The final piece on this album is a lyrical salon piece by Mathieu-André Reichert, who counts as a Belgian flutist and composer but who ended up in Rio de Janeiro. The early flute balances nicely with the Dutch square piano recorded here and we sail away delightfully with this Rêverie as a finale, but it is of course Johannes Meinardus Coenen’s Wind Quintet that is the main work in this programme.

Coenen was a student of the Royal Conservatoire in The Hague, then known as the Royal Music School, and made his name as a conductor in Amsterdam. His own instrument was the bassoon so he knew his wind instruments, and this comes through in the four movements of the superbly scored Wind Quintet in A minor, which is a sunny and mostly jovial work despite its minor key designation. There are some fascinating passages as the natural horn squeezes its way through certain chromatic notes, but the instrumental timbre is full and rich, with a characterful buzz from the bassoon in the Scherzo. There is no problem in blending these sonorities however, and with these players’ sensitivities in dynamic shading the whole thing is both great fun to hear, and admirably capable of standing up to close scrutiny at every level, both musical and technical. This is virtuoso writing by any standard, “a clear example of the elevated level of musical material [Coenen] was able to deliver and perform.” Mechanical noise from instrumental keys is minimal, and where audible is all part of the distinctive character of this performance. The church acoustic used is resonant but by no means swampy, and the balance between presence and detail is ideal. The recording alchemy is in fact of demonstration quality in this piece, and through your best equipment you will find that there is a lovely amount of air in between the players with each well defined in the stereo soundstage, as well as creating a well-rounded ensemble sound.

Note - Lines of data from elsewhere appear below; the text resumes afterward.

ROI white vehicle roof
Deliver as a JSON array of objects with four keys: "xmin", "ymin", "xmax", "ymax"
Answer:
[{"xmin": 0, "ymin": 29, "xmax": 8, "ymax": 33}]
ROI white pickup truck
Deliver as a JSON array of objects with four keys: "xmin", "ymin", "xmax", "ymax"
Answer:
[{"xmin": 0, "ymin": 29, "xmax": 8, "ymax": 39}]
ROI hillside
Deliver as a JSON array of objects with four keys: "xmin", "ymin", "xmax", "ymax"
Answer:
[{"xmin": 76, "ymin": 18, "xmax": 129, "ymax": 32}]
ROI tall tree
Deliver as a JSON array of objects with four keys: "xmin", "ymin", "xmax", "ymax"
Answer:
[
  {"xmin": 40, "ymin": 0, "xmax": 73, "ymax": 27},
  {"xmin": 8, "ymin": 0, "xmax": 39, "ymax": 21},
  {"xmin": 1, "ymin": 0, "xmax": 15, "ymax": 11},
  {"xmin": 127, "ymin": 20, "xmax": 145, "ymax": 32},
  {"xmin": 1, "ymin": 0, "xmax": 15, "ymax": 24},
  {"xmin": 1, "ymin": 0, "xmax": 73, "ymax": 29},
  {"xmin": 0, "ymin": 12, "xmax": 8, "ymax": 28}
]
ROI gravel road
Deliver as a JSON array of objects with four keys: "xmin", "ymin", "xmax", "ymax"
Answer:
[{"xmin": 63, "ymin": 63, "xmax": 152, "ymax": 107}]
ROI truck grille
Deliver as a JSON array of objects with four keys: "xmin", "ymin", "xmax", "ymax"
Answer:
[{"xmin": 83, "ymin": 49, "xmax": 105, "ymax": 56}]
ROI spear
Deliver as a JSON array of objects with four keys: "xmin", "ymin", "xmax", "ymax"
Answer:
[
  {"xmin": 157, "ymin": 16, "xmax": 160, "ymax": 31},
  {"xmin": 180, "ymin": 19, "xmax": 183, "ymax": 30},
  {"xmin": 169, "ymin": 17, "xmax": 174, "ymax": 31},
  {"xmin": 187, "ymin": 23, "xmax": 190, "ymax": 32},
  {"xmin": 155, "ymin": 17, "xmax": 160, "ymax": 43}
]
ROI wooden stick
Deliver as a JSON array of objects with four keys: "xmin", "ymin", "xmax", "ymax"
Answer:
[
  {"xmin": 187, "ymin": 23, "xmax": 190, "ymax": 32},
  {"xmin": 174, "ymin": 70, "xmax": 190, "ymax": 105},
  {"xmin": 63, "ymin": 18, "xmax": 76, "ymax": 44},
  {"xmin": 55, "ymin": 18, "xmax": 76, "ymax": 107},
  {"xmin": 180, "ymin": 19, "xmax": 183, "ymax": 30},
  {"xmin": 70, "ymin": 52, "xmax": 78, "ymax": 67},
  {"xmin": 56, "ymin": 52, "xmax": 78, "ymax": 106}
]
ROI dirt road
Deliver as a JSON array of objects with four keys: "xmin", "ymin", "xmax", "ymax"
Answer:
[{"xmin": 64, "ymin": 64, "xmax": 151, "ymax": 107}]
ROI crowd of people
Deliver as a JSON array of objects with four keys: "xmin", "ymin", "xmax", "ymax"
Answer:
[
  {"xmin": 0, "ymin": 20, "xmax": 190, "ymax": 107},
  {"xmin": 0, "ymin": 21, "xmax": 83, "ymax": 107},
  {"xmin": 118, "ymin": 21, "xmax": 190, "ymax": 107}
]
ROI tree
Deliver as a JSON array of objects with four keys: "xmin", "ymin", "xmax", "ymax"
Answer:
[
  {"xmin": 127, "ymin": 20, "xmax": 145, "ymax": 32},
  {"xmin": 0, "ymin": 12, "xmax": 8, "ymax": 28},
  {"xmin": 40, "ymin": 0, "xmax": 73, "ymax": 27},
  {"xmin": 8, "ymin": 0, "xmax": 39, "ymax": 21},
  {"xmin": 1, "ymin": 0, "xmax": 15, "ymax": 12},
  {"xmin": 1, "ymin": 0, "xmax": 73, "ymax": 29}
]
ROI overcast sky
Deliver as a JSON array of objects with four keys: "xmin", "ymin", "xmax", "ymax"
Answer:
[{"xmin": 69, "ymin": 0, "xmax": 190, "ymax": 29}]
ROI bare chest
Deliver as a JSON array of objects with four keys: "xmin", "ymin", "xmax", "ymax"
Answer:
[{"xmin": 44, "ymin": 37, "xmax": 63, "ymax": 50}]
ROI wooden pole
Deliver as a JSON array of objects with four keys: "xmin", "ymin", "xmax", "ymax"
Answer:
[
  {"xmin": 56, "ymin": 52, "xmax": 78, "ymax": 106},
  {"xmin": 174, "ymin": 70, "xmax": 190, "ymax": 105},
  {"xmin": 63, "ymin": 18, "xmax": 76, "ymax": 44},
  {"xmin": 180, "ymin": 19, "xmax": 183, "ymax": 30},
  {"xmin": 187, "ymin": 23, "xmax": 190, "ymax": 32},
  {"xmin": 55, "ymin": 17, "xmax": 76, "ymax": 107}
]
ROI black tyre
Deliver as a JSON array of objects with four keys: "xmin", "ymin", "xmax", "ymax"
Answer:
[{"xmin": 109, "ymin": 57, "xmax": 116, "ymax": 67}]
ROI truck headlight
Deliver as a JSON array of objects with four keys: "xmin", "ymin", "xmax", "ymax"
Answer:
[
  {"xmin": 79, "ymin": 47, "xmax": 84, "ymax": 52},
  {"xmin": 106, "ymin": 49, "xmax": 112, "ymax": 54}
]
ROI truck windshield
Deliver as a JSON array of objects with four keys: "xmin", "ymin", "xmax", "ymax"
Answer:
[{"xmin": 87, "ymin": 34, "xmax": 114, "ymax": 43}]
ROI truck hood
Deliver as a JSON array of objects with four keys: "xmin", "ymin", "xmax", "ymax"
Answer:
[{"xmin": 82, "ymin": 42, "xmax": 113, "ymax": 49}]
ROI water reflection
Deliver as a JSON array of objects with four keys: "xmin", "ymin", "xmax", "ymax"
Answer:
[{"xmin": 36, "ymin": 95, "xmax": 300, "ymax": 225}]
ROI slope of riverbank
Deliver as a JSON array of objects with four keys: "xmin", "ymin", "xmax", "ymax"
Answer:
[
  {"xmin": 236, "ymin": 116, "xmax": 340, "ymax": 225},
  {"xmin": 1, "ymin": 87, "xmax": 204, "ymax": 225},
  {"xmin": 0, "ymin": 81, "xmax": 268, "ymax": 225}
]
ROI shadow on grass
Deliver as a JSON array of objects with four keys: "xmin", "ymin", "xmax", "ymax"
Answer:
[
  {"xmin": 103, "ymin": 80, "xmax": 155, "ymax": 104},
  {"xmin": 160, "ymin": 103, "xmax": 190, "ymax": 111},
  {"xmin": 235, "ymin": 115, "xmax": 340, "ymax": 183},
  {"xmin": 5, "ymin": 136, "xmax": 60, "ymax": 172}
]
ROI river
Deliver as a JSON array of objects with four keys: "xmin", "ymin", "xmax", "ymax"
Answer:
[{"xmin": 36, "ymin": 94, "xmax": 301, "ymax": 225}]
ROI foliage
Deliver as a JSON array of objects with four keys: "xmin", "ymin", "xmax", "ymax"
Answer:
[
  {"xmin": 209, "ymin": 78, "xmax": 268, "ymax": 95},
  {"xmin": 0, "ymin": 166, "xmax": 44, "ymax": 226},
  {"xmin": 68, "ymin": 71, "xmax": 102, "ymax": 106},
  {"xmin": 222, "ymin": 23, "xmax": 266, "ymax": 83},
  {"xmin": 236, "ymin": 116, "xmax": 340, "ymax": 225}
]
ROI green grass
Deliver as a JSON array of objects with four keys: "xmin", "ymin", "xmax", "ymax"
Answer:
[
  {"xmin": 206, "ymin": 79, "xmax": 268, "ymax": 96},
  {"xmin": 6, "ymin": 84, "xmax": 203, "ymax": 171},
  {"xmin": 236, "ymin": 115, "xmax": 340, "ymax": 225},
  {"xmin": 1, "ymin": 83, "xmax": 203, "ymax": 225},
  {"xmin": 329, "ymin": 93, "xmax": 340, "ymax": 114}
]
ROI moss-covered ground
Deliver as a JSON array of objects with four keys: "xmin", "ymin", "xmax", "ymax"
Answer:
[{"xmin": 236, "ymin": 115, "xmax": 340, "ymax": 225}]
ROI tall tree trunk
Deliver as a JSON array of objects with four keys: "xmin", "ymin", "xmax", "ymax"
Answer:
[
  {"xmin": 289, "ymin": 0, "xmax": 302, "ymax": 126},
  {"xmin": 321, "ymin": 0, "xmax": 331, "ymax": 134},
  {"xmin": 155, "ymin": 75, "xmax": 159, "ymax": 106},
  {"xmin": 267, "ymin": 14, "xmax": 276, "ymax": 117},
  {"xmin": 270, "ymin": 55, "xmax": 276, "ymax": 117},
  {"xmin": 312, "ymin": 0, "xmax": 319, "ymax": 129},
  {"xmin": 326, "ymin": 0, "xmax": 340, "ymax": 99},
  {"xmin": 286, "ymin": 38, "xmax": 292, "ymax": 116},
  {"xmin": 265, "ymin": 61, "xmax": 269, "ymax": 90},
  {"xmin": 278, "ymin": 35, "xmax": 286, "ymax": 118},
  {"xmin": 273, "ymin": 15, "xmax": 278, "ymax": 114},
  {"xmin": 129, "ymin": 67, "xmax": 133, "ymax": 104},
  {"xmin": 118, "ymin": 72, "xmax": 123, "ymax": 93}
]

This is an excellent programme of rarely heard music brought to life in a way that one can only imagine would have been the pride of musicians of the period. Coenen’s Wind Quintet appears not to have been published in its day, so this performance was based on the handwritten manuscript kept in The Nederlands Muziek Instituut, and as ever a good deal of research and many hours of effort has gone into the preparation of such a recording. As Florencia Gómez puts it, “Original instruments are extremely capricious and fragile, so finding each other in this chamber music is an experience of deep friendship, hard work, and joy in the results.” These qualities come through in every minute of this beautifully produced and eloquently annotated CD so, what more could you want?